Bogota, Colombia's Museum dedicated to the work of Fernando Botero

© Nicholas Gill

by Mike Gerrard
Botero's Mona Lisa, www.nemonox.com

Suite101 writer Mike Gerrard fills in with details of his trip to Bogota, Colombia and the incredible Botero Museum.

Fernando Botero is a Colombian artist whose series of 'fat people' shows skill, humour, whimsicality, kindness, cruelty and biting satire all at the same time. He gave his own personal collection of work to the city of Bogota in 2004, and the Botero Museum is the result of that bequest.

Botero himself oversaw every aspect of its construction, which was one of the conditions of his bequest. Another was that it should be free. He also chose the building, the colour scheme, the lighting and the arrangement of the works.

As well as 123 of his own paintings, including his take on famous works like the Mona Lisa, he donated 85 pieces by other artists showing that Botero must have made a few dollars in his time. The warren of rooms on two floors has paintings and sculptures by the likes of Dali, Renoir, Monet, Corot, Toulouse-Lautrec, Picasso, Miro, Chagall, Max Ernst, Chirico, Giacometti and Lucian Freud. Following the bequest Botero produced a series of 50 paintings as a response to the Abu Ghraib torture scenes, which he will be donating to museums everywhere after the exhibition has toured the world.

We'd asked our tour guide if it was safe to walk around the Candelaria district, Bogota's lovely old town. 'Of course,' he said, 'it's perfectly safe. This is the problem we have in Colombia. Everyone thinks there are kidnappers and drug-dealers on every street corner. Please walk round, and see for yourself. The crime rate is higher in Miami and Washington than it is in Bogota. It's true! You can check the figures.' So I did. As far as I could make out, the annual murder rate in Washington DC is 50 per 100,000 population, the worst in the developed world, and in Bogota it's 40-50 per 100,000, marginally less. So it is safer in Colombia's capital than it is in the USA's.

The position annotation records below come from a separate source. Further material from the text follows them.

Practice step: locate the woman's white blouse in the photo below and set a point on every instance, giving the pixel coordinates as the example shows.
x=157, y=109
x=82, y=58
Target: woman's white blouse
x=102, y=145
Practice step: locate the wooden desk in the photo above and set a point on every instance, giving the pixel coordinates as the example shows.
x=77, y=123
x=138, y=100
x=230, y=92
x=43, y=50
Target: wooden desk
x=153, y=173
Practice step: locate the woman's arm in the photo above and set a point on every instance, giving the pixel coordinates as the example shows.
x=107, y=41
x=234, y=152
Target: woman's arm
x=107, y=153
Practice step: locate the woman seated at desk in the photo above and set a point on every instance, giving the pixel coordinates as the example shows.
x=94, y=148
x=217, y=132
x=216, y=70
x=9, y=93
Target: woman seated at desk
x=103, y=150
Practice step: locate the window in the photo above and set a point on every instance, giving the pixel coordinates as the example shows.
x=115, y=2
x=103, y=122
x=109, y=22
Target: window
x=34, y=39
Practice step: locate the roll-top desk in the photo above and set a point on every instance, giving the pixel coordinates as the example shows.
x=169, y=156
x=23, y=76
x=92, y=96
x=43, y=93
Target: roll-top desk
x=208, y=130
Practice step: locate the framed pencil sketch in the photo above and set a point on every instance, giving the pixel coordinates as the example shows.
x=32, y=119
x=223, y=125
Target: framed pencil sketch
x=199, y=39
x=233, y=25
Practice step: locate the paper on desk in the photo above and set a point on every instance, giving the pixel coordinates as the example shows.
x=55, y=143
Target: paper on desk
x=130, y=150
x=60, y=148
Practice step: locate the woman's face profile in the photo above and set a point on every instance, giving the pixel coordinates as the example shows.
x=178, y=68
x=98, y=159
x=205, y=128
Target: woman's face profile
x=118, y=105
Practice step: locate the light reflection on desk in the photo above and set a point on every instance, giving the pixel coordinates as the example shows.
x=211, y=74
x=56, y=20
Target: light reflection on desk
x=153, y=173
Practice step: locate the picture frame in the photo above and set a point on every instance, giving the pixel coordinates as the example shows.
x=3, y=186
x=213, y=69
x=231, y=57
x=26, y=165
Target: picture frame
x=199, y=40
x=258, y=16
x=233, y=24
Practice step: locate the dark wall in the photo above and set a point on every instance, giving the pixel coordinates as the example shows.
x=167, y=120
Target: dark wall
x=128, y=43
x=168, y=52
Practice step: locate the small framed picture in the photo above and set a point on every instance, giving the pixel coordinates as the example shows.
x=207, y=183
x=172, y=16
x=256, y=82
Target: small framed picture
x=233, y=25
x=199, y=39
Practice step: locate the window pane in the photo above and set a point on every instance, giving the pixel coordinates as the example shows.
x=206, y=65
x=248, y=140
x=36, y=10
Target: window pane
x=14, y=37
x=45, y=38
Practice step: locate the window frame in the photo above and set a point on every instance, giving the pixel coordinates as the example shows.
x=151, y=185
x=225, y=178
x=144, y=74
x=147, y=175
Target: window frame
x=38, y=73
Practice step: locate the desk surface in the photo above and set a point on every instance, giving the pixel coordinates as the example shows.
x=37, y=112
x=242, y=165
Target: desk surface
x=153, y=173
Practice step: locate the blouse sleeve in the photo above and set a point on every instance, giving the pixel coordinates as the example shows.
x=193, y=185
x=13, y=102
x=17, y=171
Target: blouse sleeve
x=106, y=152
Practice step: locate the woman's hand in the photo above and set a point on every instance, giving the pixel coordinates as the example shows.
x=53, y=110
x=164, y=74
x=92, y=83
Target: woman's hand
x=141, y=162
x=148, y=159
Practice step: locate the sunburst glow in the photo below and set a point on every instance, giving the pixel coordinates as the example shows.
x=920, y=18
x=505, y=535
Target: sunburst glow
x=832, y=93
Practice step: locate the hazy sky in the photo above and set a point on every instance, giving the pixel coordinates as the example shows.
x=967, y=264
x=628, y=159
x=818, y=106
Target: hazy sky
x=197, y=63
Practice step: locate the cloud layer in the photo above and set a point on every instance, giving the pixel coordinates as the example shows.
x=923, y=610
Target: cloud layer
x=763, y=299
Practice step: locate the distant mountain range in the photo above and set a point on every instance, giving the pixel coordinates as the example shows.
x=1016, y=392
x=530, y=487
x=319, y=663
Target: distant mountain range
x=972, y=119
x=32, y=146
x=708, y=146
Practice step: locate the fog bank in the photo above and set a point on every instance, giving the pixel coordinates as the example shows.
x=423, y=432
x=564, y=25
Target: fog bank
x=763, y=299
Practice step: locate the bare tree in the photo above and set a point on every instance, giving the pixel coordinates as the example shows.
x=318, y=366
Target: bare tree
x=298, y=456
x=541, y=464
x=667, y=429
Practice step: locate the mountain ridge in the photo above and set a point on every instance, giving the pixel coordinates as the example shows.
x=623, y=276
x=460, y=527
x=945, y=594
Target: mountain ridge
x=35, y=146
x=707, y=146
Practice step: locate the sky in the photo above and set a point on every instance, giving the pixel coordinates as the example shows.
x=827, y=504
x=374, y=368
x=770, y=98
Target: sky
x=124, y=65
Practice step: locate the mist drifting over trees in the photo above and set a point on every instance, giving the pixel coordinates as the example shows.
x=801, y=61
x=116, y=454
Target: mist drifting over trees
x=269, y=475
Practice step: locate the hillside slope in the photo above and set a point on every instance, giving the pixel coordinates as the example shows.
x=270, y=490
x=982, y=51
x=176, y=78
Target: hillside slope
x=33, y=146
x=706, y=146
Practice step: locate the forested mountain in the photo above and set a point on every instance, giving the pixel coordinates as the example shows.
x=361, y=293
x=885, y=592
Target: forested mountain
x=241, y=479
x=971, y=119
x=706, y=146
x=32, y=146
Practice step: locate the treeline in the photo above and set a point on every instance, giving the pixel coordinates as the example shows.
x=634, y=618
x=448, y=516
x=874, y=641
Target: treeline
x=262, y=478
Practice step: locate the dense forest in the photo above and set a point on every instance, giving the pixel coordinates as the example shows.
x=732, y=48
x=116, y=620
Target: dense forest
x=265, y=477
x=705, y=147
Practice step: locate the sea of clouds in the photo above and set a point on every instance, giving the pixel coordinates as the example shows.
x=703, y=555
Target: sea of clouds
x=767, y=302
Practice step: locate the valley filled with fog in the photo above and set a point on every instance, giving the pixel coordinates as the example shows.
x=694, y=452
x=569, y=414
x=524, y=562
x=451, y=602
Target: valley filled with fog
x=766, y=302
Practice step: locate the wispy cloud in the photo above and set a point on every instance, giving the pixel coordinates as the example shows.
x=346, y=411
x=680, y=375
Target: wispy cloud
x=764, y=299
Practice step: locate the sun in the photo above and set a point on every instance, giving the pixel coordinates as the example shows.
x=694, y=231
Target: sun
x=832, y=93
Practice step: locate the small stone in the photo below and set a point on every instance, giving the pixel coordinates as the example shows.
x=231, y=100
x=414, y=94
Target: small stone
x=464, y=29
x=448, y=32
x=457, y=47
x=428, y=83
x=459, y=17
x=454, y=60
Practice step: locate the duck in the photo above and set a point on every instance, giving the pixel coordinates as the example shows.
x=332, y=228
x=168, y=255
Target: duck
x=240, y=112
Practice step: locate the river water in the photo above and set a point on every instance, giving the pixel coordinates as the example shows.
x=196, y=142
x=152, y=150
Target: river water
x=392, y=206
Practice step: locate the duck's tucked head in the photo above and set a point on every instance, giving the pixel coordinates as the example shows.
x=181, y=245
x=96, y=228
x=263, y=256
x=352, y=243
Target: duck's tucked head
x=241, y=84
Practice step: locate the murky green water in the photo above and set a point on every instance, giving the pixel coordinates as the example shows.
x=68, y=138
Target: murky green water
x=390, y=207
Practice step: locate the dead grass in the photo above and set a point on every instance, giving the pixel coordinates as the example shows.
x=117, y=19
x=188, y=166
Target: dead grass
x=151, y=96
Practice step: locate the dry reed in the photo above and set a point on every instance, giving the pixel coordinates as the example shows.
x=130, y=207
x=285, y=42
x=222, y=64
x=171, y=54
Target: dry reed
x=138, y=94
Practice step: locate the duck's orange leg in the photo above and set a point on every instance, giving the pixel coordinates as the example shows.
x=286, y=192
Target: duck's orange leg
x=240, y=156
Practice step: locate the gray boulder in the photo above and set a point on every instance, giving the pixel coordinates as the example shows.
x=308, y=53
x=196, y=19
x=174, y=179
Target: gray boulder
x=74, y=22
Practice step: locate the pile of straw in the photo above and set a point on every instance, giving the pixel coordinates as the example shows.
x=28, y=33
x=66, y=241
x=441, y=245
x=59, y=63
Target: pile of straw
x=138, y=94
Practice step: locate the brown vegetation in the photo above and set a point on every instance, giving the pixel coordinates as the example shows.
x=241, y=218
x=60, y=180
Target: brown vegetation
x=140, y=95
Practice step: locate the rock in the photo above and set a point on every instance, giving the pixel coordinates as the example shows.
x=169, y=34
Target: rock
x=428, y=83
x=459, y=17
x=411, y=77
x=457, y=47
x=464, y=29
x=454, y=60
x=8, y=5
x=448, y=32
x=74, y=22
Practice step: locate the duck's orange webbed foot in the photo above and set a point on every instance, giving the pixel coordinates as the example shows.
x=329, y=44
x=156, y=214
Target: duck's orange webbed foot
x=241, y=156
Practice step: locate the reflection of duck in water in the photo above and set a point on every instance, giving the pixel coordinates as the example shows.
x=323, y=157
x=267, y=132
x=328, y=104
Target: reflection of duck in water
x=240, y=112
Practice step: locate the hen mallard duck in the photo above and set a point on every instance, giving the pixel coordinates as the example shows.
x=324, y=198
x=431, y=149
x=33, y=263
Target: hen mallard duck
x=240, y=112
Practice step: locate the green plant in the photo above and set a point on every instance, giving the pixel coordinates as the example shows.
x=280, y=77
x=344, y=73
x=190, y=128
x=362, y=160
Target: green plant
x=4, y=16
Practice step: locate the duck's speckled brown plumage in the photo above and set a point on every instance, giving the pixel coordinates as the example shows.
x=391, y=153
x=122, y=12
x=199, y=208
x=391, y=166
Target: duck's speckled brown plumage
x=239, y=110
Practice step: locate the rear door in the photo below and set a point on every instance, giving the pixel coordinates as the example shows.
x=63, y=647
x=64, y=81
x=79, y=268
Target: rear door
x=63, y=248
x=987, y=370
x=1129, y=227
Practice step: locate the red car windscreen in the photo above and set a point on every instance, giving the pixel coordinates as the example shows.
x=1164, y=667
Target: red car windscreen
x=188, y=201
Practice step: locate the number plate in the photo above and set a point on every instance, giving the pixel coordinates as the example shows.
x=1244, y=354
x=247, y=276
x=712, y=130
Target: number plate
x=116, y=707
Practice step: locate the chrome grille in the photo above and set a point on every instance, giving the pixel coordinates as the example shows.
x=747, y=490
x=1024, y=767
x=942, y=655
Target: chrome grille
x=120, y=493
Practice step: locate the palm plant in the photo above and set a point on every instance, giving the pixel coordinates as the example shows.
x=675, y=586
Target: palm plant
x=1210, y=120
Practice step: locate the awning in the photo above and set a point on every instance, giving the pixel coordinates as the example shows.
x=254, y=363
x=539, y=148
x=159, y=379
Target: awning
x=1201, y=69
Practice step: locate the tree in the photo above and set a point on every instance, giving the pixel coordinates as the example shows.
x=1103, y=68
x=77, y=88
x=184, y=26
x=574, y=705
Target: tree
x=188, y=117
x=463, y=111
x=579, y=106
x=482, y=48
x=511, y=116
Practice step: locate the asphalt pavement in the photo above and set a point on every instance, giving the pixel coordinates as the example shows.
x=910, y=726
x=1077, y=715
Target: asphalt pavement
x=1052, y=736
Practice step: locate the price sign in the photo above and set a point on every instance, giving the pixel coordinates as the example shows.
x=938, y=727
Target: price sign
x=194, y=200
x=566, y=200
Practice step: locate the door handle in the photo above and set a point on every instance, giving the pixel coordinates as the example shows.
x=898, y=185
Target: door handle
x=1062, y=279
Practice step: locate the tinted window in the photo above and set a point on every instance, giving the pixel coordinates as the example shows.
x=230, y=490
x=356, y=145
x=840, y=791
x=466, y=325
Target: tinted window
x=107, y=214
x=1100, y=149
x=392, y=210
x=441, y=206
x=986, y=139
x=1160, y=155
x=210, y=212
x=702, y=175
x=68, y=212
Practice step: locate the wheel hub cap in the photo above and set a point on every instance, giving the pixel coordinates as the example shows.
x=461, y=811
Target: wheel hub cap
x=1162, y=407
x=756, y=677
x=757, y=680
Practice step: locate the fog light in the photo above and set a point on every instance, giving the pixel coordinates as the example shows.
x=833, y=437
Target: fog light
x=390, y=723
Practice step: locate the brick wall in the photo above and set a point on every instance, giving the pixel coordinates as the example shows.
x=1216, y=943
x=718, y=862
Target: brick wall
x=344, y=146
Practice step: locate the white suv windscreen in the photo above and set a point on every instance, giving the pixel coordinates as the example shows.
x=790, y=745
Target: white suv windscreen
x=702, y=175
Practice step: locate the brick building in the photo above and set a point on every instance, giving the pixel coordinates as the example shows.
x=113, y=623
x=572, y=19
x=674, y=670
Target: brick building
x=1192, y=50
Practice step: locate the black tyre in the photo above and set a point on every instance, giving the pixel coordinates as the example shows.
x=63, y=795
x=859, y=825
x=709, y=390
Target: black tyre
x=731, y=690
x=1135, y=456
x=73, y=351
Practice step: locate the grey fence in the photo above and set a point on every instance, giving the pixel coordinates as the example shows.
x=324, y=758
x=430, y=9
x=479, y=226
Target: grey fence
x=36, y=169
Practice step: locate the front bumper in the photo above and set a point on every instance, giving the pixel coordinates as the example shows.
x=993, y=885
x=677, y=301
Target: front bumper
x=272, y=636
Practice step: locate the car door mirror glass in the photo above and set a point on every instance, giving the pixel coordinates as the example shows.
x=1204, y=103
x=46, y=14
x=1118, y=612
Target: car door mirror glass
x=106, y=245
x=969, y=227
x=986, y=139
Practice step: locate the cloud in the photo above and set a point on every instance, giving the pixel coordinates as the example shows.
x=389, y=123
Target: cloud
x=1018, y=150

We walked around the Candelaria and enjoyed seeing the Colonial architecture and the two-tone buildings. The top half would be green or yellow, the bottom half blue or ochre, pretty and vivid colours. And we didn't get killed, kidnapped or offered cocaine. We did see lots of smiling faces, a national characteristic. At Bogota airport, leaving for home, I asked an American tourist what he thought of Colombia. 'I never saw so many teeth,' he said.